Name: Relay Therapeutics, Inc. Q4 2024 Earnings Call
Start: 2025-02-26T00:00:00.000Z

Executive Summary

Q4 2024 was operationally steady with no revenue and a narrower net loss; EPS of $-0.45 beat external consensus proxies (e.g., Seeking Alpha at $-0.55; TipRanks at $-0.56), driven by lower R&D versus prior year and interest income, alongside a stable cash runway into H2’27 .
Phase 3 ReDiscover-2 design for RLY-2608 + fulvestrant finalized post End-of-Phase 2 meeting; initiation targeted mid-2025, with 540-patient enrollment and capivasertib + fulvestrant as comparator; Phase 3 dose set at 400mg BID fed after positive food effect .
Updated interim doublet data (SABCS) showed median PFS of 11.4 months in 2L patients and a differentiated safety profile (Grade 3 hyperglycemia ~3%), reinforcing confidence in a superiority design vs capivasertib (5.5-month PFS benchmark) .
Corporate mix-shift and portfolio focus continued: Elevar licensing of lirafugratinib adds non-dilutive milestones/royalties while management prioritizes capital to fully fund Phase 3 execution; cash/cash equivalents/investments ended Q4 at $781.3M .
Shares fell ~13% around the Q4 print, highlighting investor sensitivity to timelines and clinical execution; catalysts ahead include Phase 3 initiation, vascular malformations study start, and full Phase 1/2 doublet dataset in 2025 .

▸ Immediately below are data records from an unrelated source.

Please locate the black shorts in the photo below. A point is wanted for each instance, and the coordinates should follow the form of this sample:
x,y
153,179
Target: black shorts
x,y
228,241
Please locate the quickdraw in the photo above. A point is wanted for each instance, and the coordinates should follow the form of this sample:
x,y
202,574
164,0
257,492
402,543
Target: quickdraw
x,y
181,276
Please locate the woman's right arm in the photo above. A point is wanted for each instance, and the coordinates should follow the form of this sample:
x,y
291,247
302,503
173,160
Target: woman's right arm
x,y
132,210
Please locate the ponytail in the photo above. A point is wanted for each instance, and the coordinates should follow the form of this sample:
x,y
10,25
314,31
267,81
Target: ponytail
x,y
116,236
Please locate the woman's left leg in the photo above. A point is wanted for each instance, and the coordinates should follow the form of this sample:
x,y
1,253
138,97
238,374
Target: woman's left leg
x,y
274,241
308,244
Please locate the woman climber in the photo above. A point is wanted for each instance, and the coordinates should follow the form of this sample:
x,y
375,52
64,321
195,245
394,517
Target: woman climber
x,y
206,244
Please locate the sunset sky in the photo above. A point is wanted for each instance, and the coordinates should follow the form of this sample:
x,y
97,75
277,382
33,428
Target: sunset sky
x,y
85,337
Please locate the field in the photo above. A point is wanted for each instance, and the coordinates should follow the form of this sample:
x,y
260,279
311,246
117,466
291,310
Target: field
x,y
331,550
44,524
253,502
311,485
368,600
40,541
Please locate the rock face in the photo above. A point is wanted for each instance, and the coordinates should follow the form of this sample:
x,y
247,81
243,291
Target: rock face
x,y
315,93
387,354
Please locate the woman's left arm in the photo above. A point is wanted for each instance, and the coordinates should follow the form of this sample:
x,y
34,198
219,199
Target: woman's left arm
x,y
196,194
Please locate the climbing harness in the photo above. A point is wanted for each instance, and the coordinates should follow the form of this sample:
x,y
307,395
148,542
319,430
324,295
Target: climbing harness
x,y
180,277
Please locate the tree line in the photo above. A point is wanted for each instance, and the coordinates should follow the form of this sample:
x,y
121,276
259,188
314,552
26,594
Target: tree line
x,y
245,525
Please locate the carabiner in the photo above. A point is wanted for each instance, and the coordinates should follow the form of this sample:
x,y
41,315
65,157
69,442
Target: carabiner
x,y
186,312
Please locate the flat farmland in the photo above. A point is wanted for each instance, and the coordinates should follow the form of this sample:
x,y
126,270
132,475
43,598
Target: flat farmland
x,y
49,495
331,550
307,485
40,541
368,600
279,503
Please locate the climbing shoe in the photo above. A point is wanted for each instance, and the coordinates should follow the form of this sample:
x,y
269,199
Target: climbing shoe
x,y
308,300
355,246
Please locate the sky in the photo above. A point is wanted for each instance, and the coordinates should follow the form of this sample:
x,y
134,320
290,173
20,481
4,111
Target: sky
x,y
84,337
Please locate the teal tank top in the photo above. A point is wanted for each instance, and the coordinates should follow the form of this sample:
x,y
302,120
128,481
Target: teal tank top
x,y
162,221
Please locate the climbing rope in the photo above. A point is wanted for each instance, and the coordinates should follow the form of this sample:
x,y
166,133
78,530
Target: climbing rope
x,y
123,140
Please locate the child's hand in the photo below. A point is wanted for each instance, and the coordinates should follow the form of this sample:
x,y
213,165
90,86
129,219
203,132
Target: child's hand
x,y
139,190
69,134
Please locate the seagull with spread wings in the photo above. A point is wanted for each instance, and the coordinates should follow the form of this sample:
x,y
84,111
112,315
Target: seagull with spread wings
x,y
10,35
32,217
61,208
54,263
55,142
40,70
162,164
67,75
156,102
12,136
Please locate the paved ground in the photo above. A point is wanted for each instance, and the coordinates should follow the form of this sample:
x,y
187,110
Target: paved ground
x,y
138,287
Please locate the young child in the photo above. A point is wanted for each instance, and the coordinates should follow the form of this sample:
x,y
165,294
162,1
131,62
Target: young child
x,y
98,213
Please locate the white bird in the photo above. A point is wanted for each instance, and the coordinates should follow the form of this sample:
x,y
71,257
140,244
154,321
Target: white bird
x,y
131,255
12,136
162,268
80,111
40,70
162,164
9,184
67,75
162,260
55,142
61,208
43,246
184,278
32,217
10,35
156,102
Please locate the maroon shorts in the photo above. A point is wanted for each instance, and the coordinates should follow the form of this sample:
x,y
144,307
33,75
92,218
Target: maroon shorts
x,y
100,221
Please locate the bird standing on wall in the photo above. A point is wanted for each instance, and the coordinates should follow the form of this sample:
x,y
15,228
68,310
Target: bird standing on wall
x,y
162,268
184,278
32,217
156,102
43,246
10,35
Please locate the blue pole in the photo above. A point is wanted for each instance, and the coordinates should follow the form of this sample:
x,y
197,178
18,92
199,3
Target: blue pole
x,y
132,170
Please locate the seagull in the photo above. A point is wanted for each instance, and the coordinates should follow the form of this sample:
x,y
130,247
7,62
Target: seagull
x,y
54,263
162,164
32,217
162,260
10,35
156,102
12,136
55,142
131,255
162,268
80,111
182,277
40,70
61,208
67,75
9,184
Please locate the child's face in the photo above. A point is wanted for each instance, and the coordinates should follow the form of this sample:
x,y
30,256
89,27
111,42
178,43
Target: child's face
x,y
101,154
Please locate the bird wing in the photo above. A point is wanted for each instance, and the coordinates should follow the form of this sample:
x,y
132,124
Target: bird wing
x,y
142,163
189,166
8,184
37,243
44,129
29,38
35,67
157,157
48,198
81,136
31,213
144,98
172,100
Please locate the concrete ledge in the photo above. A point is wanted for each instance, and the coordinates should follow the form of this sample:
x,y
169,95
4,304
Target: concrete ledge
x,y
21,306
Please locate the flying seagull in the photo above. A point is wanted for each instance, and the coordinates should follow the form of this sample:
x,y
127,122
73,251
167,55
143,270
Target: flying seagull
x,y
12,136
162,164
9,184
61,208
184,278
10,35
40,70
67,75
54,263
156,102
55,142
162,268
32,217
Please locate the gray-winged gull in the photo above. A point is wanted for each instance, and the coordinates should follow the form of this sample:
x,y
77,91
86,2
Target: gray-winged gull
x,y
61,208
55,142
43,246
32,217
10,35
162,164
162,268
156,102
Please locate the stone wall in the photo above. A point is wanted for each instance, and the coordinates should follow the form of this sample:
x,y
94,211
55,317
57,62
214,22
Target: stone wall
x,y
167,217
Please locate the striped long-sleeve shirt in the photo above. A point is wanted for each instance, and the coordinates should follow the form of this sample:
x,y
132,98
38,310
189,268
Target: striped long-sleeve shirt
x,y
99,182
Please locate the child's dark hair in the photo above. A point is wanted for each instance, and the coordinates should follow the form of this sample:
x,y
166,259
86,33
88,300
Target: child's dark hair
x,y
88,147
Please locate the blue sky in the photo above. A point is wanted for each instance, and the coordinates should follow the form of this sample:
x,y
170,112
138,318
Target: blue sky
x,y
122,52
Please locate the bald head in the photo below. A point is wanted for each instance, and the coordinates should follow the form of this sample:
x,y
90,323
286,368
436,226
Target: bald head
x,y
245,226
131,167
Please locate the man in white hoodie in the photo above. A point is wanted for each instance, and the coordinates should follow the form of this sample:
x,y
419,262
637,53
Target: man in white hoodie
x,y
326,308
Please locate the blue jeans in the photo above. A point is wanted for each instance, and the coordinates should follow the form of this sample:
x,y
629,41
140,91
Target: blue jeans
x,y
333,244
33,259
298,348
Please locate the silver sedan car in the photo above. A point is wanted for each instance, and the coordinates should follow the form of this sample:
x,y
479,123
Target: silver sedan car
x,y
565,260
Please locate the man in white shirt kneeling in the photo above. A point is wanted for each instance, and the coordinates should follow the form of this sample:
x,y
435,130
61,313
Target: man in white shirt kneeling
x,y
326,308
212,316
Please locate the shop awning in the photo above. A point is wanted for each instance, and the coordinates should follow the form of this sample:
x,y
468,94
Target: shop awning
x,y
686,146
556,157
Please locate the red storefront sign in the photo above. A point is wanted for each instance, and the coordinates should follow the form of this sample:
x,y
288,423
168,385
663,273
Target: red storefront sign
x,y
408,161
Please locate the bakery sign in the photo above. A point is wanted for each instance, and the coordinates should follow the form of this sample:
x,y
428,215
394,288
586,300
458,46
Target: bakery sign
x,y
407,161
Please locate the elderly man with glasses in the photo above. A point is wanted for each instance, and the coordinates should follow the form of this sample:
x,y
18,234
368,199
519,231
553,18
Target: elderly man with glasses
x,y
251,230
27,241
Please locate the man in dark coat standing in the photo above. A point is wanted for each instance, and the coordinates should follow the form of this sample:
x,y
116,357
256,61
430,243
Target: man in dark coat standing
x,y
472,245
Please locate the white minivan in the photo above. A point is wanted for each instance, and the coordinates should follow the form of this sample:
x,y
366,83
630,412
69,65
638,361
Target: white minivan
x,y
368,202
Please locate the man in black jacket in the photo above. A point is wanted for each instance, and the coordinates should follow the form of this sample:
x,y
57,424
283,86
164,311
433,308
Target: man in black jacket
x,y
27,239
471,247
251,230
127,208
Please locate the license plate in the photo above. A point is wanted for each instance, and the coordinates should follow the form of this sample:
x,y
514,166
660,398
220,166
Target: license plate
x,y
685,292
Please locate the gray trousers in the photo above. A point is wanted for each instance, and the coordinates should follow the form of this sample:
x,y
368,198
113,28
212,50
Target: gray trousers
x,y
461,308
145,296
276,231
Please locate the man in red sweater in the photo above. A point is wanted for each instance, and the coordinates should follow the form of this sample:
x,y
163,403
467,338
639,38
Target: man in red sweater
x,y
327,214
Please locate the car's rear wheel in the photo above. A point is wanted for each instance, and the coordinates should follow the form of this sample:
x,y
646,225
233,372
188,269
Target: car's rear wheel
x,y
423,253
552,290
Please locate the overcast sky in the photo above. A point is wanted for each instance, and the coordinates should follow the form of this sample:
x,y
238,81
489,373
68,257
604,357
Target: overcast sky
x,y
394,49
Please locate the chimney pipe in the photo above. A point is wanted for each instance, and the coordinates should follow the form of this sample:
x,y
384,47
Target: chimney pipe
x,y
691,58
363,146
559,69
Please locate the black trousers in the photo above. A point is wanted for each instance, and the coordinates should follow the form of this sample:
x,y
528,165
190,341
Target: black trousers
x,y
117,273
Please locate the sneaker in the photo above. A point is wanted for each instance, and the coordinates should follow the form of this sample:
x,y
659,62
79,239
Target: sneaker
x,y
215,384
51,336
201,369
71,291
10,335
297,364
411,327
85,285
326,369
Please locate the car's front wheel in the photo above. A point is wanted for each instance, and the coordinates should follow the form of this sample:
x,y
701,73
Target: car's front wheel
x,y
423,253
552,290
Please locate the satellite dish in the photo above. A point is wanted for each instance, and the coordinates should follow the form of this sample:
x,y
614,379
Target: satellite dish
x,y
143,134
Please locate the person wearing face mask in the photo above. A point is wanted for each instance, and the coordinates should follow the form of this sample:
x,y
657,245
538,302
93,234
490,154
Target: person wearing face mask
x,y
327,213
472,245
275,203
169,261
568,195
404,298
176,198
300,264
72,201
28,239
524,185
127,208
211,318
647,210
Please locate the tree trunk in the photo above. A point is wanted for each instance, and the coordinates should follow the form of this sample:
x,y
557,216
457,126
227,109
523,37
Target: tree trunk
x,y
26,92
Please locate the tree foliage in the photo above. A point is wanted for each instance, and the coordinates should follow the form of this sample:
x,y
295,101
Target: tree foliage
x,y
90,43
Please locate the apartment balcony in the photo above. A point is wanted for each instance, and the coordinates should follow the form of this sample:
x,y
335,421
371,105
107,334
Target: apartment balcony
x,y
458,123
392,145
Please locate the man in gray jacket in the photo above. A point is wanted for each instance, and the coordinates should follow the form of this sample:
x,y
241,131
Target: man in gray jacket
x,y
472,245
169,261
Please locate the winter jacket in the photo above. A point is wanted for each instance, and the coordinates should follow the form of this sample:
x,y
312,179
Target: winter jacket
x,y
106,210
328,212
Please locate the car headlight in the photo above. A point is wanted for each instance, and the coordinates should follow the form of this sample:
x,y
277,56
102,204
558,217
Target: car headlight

What Went Well and What Went Wrong

What Went Well

Management locked the ReDiscover-2 Phase 3 design (randomized, open-label, capivasertib comparator; 540 patients; PFS primary endpoint with hierarchical testing), with Phase 3 initiation anticipated mid-2025: “a team with proven development experience” and capital to execute .
Positive SABCS update: RLY-2608 + fulvestrant demonstrated 11.4-month median PFS in true 2L patients, 39% confirmed ORR overall (67% in kinase-mutant subgroup), and 67% CBR, supporting a superiority trial posture vs capivasertib .
Strengthened capital position and runway: $781.3M at 12/31/24; runway sufficient into H2’27, enabling full funding of the pivotal program without near-term financings .

Selected quotes:

CEO: “With a strong capital position that supports the execution of that pivotal trial… I am confident in our abilities to meaningfully advance these programs” .
R&D: “We see a median PFS of 11.4 months… more than double… capivasertib at 5.5 months” .

What Went Wrong

No quarterly revenue; continued GAAP net loss: Q4’24 net loss $76.0M; EPS $-0.45; biotech model remains dependent on milestones/partnerships and investment income .
R&D still heavy (Q4’24 $68.1M) despite prioritization; G&A was roughly flat year on year; investors may question opex cadence until Phase 3 enrollment progresses materially .
Earnings call transcript specific to Q4’24 was not available in filings; instead, company held a SABCS data call; investors lacked a traditional earnings Q&A cadence tied directly to quarterly financials .

Financial Results

Metric	Q4 2023	Q3 2024	Q4 2024
Revenue ($USD Millions)	$0.0	$0.0	$0.0
R&D Expenses ($USD Millions)	$77.5	$76.6	$68.1
G&A Expenses ($USD Millions)	$16.8	$19.8	$16.9
Interest Income ($USD Millions)	$8.7	$8.3	$9.0
Net Loss ($USD Millions)	$(83.5)	$(88.1)	$(76.0)
Diluted EPS ($USD)	$(0.67)	$(0.63)	$(0.45)
Net Income Margin %	N/A (no revenue)	N/A (no revenue)	N/A (no revenue)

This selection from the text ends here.